Smith's front man Morrissey

 Morrissey, the celibate singer who rose to fame with the band The Smiths, has said he believes humans are "solitary creatures" who survive better on their own.

He said: "Everyone is, in fact, alone. Being contractually tied to another person - in marriage, for example -accentuates the loneliness, because you have effectively allowed the state to determine your obligations to someone, as if you can't trust and manage your own feelings by yourself."

"Anyway, I see humans as essentially solitary creatures, and this is not changed by surrounding ourselves with others, because they, too, are solitary. Life is a very serious business for the simple reason that nobody dies laughing."

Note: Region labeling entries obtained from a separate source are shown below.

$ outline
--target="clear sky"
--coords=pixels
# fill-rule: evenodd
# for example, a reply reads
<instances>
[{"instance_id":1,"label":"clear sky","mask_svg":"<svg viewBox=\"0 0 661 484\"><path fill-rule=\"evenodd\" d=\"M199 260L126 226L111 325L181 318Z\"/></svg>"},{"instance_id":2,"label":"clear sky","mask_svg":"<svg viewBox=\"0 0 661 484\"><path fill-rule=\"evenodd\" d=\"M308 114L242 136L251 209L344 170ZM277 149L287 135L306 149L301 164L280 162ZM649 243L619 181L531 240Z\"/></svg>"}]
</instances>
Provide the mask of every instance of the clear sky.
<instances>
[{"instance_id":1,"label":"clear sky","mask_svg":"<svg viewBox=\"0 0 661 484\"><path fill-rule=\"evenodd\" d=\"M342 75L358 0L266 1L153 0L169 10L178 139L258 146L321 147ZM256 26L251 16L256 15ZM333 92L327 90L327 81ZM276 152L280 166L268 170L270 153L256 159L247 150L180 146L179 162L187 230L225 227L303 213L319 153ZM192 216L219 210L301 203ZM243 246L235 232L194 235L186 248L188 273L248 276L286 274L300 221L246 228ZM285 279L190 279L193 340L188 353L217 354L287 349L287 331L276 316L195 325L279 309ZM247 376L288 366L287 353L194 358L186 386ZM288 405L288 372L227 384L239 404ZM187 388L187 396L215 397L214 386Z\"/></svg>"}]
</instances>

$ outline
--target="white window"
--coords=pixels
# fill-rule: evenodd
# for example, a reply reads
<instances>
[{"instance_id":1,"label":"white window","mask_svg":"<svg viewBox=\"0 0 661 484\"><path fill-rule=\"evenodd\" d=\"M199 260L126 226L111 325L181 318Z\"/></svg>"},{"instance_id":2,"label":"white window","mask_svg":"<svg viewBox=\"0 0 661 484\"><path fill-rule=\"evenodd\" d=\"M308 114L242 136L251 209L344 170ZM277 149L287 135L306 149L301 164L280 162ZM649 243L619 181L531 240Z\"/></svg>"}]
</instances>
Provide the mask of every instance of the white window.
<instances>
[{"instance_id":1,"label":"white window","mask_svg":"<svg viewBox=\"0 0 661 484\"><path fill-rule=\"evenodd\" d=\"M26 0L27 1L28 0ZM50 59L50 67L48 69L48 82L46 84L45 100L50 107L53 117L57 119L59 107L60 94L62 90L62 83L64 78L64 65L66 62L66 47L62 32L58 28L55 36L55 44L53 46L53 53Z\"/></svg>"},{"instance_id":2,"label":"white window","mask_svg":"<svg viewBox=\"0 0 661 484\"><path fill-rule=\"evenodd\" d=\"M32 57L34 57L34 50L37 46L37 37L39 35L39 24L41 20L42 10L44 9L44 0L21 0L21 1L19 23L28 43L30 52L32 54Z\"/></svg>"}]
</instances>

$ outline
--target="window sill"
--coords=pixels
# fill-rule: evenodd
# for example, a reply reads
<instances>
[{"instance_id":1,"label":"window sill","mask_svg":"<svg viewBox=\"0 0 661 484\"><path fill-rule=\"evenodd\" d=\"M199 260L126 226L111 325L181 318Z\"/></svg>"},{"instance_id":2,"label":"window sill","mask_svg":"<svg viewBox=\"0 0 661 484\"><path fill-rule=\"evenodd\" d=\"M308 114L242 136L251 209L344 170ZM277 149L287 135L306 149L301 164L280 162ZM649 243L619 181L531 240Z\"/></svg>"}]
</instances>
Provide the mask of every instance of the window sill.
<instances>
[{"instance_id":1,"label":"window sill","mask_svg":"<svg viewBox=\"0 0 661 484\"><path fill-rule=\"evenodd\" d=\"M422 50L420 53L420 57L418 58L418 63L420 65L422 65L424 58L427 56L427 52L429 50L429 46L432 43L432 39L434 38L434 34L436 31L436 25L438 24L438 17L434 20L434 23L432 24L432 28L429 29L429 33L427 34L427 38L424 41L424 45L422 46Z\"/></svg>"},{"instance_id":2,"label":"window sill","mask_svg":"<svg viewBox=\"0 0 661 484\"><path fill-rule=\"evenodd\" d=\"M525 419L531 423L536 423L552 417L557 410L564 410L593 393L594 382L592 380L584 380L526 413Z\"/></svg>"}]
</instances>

The former Smiths star also admitted he found life "relentlessly foul" as a teenager and was astonished when he found fame because people were so willing to listen to what he had to say.

Asked his aspirations when he was young, he told Rookie magazine: "My greatest aspiration was to make it through the coming week. As a teenager I found life to be inevitably disgusting, and I could see no humanity in the human race."

"When my time in music began, I found all my goals were reachable. For the first time ever in my life, I spoke and people listened. I had never known such a thing previously. My life as a teenager was so relentlessly foul that I still can't believe I actually survived it. Perhaps I didn't..."

The 53-year-old singer still doesn't believe he's grown up and doesn't think anyone ever truly becomes an adult

He added: "I am still my teenage self. If you think that we all step through a door marked Adult, or that we sign a Grown-Up Document, you're quite wrong. We remain as we always were, and that, alas, is one of life's many nasty tricks."